The Food Standards Agency now plans to review the EFSA's research and discuss any further action to be taken at the FSA open Board meeting in April.
 
Julian Hunt from the Food and Drink Federation described the steps the industry has already taken to reduced additives and colourings in products: "The UK food and drink manufacturing industry has for a number of years been responding to consumers' demands for fewer artificial additives in food and drinks. Our members have been reducing the use of the colours highlighted in the study and there is now a wide range of food and drinks on supermarket shelves that contain no artificial colours.
 
"Last month FDF co-hosted with the FSA a successful technical symposium on additives for smaller companies, at which they could hear first hand the technical and regulatory issues around changing or reducing artificial colours in products.

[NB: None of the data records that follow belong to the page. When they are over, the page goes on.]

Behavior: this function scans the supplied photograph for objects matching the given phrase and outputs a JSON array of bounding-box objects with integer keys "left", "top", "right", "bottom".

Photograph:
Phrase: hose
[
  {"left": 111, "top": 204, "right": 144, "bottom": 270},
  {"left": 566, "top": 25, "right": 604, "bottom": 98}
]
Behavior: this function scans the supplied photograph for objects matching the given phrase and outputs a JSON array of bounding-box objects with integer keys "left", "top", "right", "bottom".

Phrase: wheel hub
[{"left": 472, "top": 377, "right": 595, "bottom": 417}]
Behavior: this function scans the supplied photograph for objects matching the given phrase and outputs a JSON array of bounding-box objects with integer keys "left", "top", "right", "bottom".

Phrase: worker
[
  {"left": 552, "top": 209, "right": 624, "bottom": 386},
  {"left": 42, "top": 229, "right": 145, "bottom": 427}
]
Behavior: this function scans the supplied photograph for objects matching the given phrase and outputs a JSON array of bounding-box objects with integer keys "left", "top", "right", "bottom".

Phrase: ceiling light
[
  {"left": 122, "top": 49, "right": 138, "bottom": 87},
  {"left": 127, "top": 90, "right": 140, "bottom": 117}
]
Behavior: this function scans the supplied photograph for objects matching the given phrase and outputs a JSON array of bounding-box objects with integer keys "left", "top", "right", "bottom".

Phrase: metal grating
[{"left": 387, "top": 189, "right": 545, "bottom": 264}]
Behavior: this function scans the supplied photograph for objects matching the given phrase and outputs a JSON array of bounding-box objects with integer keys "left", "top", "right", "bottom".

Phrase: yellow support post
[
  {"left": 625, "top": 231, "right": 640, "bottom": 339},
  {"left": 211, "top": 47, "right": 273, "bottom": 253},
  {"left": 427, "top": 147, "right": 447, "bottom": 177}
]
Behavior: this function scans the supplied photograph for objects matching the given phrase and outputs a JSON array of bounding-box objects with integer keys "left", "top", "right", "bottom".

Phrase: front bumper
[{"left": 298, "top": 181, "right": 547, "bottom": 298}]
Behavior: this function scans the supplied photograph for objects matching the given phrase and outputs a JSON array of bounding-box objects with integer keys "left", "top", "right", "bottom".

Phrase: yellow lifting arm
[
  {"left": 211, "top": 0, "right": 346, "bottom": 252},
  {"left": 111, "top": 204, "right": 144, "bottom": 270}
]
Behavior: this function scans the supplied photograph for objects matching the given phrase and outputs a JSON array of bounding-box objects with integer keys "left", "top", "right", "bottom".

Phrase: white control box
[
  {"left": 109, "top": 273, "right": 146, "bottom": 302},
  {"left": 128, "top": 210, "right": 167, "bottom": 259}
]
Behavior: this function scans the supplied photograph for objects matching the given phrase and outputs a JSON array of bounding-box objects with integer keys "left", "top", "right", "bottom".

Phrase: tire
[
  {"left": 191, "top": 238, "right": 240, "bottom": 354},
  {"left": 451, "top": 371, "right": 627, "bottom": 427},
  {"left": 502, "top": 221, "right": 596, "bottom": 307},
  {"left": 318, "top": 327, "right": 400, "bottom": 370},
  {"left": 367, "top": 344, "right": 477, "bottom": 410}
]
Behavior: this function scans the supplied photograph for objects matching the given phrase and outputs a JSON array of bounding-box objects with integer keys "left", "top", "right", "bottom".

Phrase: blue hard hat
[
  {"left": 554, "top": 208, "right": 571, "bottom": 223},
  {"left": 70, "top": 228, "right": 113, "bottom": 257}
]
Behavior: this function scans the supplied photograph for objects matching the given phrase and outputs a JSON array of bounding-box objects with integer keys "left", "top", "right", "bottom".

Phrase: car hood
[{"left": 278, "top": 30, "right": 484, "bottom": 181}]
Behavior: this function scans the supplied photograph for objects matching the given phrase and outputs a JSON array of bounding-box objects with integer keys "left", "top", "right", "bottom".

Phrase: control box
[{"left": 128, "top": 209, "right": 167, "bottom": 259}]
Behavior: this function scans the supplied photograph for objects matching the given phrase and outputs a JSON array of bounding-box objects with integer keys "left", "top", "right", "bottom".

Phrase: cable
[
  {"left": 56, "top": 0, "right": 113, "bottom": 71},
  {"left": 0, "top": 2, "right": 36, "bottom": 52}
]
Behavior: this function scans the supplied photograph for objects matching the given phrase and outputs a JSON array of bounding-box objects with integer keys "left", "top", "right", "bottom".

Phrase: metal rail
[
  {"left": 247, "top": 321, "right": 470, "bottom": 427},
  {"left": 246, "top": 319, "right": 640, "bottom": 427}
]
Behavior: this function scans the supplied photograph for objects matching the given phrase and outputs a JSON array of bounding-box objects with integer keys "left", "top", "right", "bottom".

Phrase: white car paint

"Neither the EFSA opinion nor the Southampton study suggested the safety of the colours researched were in question. Food additives are strictly regulated under European law and any additive must be approved as safe by the appropriate European scientific committee (now EFSA) before they can be used in food and drinks. Manufacturers must also label the additives they use in their products, so consumers wishing to avoid certain ingredients can do so by looking at the food label."
 
Sustain: the alliance for better food and farming reacted with anger to
EFSA's findings. 

Sustain's Campaigns Director, Richard Watts, hit out at their lack of action in particular: "It would be unthinkable for no significant action to be taken as a result of the Southampton Study. No one now disputes that these artificial additives pose a threat to children's health and well being. Given EFSA have let down consumers, our own Food Standards Agency (FSA) must now act to remove them from the food chain."
 
He added: "Over 1000 products containing these additives have now been found in the UK. This explodes the myth that the food industry is working to solve this problem. The FSA must now act."